Posts Tagged ‘pity’
Director: Steven Quale
Screenwriter: Eric Heisserer
Length: 1h 32m
Synopsis: Sam (D’Agosto) is an office worker who in his free time is trying to pursue his passion for the culinary arts and win back his ex-girlfriend Molly (Bell), who is also an office coworker. The two join some fellow coworkers and their slimy boss Dennis (Koechner) on a bus to an office retreat, but while in route they narrowly survive a terrible bridge collapse that, were it not for Sam’s advisement to abruptly leave, would have caused their untimely and gruesome demises. The days following this divine intervention, however, prove to be no less perilous. One by one each survivor meets a grisly, macabre fate, leading the remaining few to assume that Death has intentions of correcting his oversights at any given moment.

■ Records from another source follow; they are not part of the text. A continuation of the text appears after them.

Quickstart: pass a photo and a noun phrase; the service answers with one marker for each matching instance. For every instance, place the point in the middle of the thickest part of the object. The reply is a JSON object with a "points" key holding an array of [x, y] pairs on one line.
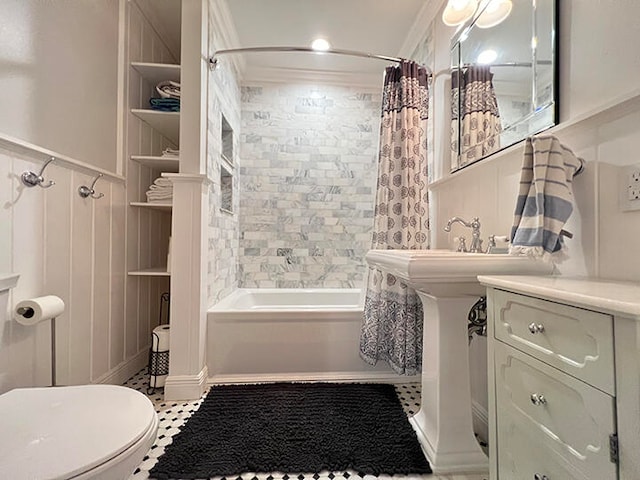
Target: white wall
{"points": [[595, 71], [81, 249], [596, 68], [64, 245], [57, 68]]}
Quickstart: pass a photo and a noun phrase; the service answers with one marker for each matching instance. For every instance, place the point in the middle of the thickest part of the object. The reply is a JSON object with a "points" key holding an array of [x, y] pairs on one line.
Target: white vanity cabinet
{"points": [[564, 378]]}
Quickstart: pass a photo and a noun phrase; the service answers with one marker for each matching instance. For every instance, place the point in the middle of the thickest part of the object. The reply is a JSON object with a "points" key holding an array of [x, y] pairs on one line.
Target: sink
{"points": [[447, 284], [445, 272]]}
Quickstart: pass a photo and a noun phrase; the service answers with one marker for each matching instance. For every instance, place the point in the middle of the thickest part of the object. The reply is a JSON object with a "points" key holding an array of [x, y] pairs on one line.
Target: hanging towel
{"points": [[545, 199]]}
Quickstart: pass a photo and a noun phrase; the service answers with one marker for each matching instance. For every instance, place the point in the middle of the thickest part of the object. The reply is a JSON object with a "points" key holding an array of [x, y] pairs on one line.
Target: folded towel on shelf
{"points": [[545, 199], [161, 182], [165, 104], [170, 152], [168, 89], [159, 196], [161, 190]]}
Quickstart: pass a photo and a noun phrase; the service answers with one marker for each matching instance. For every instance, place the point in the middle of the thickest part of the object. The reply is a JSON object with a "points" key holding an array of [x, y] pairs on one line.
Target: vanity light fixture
{"points": [[495, 12], [458, 11], [486, 57], [320, 45]]}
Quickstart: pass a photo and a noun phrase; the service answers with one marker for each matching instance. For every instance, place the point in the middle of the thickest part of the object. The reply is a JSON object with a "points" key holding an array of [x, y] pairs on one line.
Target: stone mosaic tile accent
{"points": [[308, 167]]}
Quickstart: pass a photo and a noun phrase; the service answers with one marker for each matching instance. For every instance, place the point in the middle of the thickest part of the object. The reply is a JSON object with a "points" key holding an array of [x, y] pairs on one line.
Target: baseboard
{"points": [[125, 370], [339, 377], [186, 387]]}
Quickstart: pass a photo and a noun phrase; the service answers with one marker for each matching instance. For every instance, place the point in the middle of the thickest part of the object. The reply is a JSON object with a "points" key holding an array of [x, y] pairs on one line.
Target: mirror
{"points": [[503, 79]]}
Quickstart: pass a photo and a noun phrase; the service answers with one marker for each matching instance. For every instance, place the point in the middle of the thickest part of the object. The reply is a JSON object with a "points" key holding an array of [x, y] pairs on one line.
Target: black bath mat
{"points": [[294, 428]]}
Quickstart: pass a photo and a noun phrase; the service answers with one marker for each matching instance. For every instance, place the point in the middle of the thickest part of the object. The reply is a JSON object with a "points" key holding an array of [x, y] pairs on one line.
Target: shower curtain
{"points": [[392, 326], [473, 100]]}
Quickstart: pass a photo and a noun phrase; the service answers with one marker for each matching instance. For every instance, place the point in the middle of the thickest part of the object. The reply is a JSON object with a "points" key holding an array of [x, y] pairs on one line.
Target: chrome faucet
{"points": [[476, 243]]}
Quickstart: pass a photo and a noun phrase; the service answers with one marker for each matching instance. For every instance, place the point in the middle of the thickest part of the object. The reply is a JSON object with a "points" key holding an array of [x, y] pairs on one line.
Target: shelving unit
{"points": [[166, 123], [165, 164], [155, 73], [158, 206]]}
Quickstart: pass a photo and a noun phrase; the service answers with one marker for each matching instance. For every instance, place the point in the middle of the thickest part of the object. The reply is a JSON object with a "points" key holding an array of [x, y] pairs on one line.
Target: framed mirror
{"points": [[504, 78]]}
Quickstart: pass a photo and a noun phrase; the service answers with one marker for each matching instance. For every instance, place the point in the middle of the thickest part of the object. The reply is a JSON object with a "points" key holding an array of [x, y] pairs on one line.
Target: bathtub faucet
{"points": [[476, 243]]}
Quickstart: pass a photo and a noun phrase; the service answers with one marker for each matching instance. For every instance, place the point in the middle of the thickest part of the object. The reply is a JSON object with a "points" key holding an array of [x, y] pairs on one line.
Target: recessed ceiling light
{"points": [[487, 56], [320, 45], [458, 11], [495, 12]]}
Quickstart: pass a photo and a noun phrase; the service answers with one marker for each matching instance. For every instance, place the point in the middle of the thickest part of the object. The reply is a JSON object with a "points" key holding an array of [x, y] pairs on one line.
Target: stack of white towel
{"points": [[160, 191], [168, 89]]}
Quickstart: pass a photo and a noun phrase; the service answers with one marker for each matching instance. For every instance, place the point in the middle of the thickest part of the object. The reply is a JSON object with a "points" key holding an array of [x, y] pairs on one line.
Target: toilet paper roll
{"points": [[35, 310], [160, 339]]}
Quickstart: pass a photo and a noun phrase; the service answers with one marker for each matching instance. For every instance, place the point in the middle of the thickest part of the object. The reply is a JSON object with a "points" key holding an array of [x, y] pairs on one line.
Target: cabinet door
{"points": [[566, 416], [577, 341], [522, 455]]}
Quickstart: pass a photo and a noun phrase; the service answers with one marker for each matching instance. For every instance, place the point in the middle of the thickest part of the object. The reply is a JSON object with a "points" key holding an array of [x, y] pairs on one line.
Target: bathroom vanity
{"points": [[564, 378]]}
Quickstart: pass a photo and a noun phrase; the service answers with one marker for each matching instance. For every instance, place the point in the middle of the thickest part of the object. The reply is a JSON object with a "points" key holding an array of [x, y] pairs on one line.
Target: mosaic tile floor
{"points": [[173, 415]]}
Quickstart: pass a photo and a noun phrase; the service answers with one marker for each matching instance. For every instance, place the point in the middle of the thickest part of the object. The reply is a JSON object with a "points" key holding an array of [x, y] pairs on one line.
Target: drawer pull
{"points": [[538, 399], [536, 328]]}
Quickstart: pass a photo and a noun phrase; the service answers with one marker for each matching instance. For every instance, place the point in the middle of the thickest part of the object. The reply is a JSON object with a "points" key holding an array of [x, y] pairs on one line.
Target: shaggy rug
{"points": [[294, 428]]}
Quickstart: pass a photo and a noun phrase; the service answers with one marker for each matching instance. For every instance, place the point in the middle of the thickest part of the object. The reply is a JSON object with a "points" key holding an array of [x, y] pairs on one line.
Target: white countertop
{"points": [[608, 296]]}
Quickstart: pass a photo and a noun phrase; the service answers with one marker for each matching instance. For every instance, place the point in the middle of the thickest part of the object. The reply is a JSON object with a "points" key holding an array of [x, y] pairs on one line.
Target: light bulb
{"points": [[320, 45], [487, 56]]}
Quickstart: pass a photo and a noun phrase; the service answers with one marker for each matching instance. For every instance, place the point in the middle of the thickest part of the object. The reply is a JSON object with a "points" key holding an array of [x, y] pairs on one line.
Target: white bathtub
{"points": [[289, 334]]}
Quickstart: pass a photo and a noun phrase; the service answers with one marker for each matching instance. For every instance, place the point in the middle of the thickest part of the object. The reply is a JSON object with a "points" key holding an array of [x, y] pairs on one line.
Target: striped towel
{"points": [[545, 200]]}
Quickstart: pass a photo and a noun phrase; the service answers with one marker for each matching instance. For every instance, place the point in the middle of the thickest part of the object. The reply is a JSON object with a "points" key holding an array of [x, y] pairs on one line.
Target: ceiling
{"points": [[371, 26]]}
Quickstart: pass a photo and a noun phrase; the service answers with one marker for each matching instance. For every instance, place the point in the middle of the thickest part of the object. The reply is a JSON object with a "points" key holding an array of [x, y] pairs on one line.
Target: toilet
{"points": [[79, 432]]}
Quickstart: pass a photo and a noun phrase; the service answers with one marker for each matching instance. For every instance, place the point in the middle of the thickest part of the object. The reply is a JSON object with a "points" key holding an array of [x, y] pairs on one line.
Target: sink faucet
{"points": [[476, 243]]}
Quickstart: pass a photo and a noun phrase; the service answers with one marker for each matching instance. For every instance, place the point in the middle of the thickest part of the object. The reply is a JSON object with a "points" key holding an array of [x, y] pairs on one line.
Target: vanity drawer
{"points": [[569, 420], [577, 341]]}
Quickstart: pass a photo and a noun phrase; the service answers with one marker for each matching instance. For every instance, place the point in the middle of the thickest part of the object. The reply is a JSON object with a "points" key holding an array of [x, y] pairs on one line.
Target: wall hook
{"points": [[31, 179], [85, 191]]}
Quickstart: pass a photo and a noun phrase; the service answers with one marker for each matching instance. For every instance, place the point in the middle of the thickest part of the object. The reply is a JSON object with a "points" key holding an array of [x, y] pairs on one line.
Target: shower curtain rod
{"points": [[213, 61], [505, 64]]}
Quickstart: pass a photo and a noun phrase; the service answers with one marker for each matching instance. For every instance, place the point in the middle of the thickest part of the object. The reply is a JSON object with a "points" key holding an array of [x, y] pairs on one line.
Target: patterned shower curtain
{"points": [[473, 100], [392, 326]]}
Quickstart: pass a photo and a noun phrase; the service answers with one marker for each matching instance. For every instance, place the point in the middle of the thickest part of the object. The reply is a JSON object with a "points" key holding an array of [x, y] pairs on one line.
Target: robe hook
{"points": [[31, 179], [85, 191]]}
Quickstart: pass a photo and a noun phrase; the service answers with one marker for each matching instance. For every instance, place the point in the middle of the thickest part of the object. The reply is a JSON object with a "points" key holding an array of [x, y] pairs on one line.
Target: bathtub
{"points": [[271, 334]]}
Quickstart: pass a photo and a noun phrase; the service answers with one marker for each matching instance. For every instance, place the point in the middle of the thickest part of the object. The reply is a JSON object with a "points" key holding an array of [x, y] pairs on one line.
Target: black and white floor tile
{"points": [[172, 415]]}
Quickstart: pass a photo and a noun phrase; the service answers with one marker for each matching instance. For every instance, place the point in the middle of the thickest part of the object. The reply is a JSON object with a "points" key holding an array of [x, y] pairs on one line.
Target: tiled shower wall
{"points": [[222, 232], [308, 166]]}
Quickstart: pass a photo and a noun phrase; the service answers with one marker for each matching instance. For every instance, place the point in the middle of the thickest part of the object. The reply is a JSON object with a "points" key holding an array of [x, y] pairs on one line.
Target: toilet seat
{"points": [[72, 432]]}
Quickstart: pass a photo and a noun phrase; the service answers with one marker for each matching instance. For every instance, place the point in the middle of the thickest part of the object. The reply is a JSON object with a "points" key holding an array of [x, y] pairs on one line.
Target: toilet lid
{"points": [[60, 432]]}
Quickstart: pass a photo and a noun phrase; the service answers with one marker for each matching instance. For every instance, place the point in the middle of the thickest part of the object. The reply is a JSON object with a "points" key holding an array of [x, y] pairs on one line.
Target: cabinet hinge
{"points": [[613, 447]]}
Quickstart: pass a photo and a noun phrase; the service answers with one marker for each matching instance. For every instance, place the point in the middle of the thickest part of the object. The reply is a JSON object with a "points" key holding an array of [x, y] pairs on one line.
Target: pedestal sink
{"points": [[447, 285]]}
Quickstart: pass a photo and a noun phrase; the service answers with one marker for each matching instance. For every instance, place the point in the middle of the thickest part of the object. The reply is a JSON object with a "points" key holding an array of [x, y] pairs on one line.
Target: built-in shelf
{"points": [[166, 164], [166, 123], [151, 272], [155, 73], [157, 206]]}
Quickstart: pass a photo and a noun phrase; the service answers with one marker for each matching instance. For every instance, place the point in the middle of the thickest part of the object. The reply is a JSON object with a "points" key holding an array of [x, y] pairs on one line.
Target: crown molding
{"points": [[222, 22], [425, 17], [258, 74]]}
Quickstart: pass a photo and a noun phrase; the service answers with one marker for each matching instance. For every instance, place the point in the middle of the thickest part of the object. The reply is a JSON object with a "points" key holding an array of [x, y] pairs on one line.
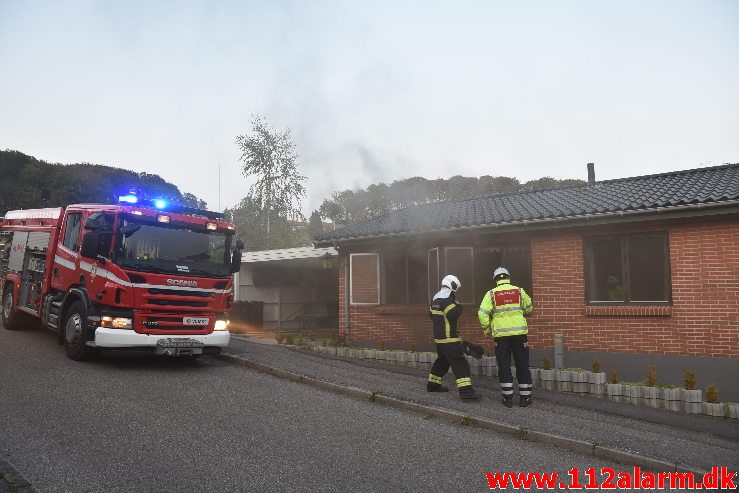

In order for a horror film to be affecting it must accomplish an array of feats that manipulate its audience in a way that steers it toward a desired end, which is usually one of disenfranchisement, disgust, dismay, or paranoia. But one key element to effective horror that goes largely unmentioned is the importance of pity. When a horror film does not take seriously this pivotal aspect, or neglects it altogether, what usually results is a campy flick that allows, if not promotes an audience to react with disinterest or laughter instead of shock, terror, or other sorts of psychological distress. In order to properly convey the importance of a scary movie’s ability to make an audience pity we must first examine precisely what pity is and how it works to assist a movie’s efforts to jar its viewers. From doing this we can hopefully discover the major faults of modern American horror, and see what needs to be done to revive it.